R Package Quality: Documentation

This is part three of a five part series of related posts on validating R packages. Other posts in the series are:
- Validation Guidelines
- Package Popularity
- Package Documentation (this post)
- Code Quality
- Maintenance
In this post, we’ll take a closer look at package documentation and how it helps assess the “risky-ness” of a package The documentation score evaluates how complete and helpful a package’s documentation is. Package documentation comes in many guises. It could be a function examples, vignettes or even a website. While we don’t believe every package must have a website, vignettes, and examples. But the absence of all three usually points to weak documentation.
When validating R packages, documentation contributes around 15% to the total.
Score 1: Exported Objects Documentation
A score based on the proportion of exported objects that have documentation. For example, if we have ten functions, but only eight are documented, then the score would be 0.8. For all packages on CRAN, this is almost certainly 1, but for packages that are only available on GitHub, this may be less.
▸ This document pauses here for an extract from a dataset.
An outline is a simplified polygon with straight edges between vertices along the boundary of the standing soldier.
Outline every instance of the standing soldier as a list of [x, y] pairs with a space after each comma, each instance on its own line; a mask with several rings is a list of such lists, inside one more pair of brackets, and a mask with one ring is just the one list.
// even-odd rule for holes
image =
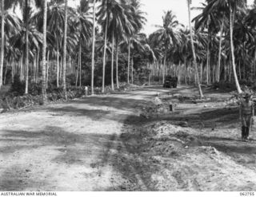
[[254, 103], [250, 100], [251, 95], [246, 93], [245, 100], [240, 104], [240, 119], [242, 121], [242, 140], [248, 140], [250, 130], [254, 116]]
Score 2: Proportion of Help Pages with Examples
A score based on the proportion of help pages that have examples.
Score 3: NEWS file
A NEWS file is an indication of a development and release cycle.
It helps users understand what has changed between versions.
This detects the presence of a NEWS file.
Of course, R packages make this interesting with NEWS
, NEWS.md
, inst/NEWS.md
and/or Changelogs
!
Score 4: Vignettes
Around 40% of CRAN packages have a single vignette, with only 10% having more than one vignette - we checked! For simplicity, this score is a simple binary metric, based on whether a package has any vignettes.
Score 5: Package Website
Does a package have an associated website? Ten or fifteen years ago, package websites were rare. Today, GitHub and GitLab make it easy for a package to host a website.
Score 6: NEWS updated to the Current version
The package’s NEWS file is outdated or missing, making it challenging to track recent changes, bug fixes, or updates. This lack of transparency may pose risks, as users are unable to verify whether critical updates have been implemented.
Summary
We can all agree that a package doesn’t need all of the components described above. It’s perfectly reasonable to have few examples, but very detailed vignettes. The important point is to investigate packages that have little documentation.
Examples
Using the packages from the previous blog post, and omitting scores where all packages scored 1, we have the following results
Package | News Current | Vignettes | Examples |
---|---|---|---|
drat | 1.00 | 1.00 | 0.43 |
microbenchmark | 0.00 | 0.00 | 0.20 |
shinyjs | 1.00 | 1.00 | 0.90 |
tibble | 1.00 | 1.00 | 0.61 |
tsibble | 0.00 | 1.00 | 0.82 |
All packages use source control, have a package website and provide documentation.
The {microbenchmark}
doesn’t have NEWS/Changelog. Similarly it’s missing vignettes.
But recall it still has a high overall package score.
The idea behind litmus, isn’t that a package must be perfect, but to take a pragmatic approach to scoring.
Oddly, the {tsibble}
package does have a NEWS file, but it doesn’t mention the latest version, but I think this was an oversight.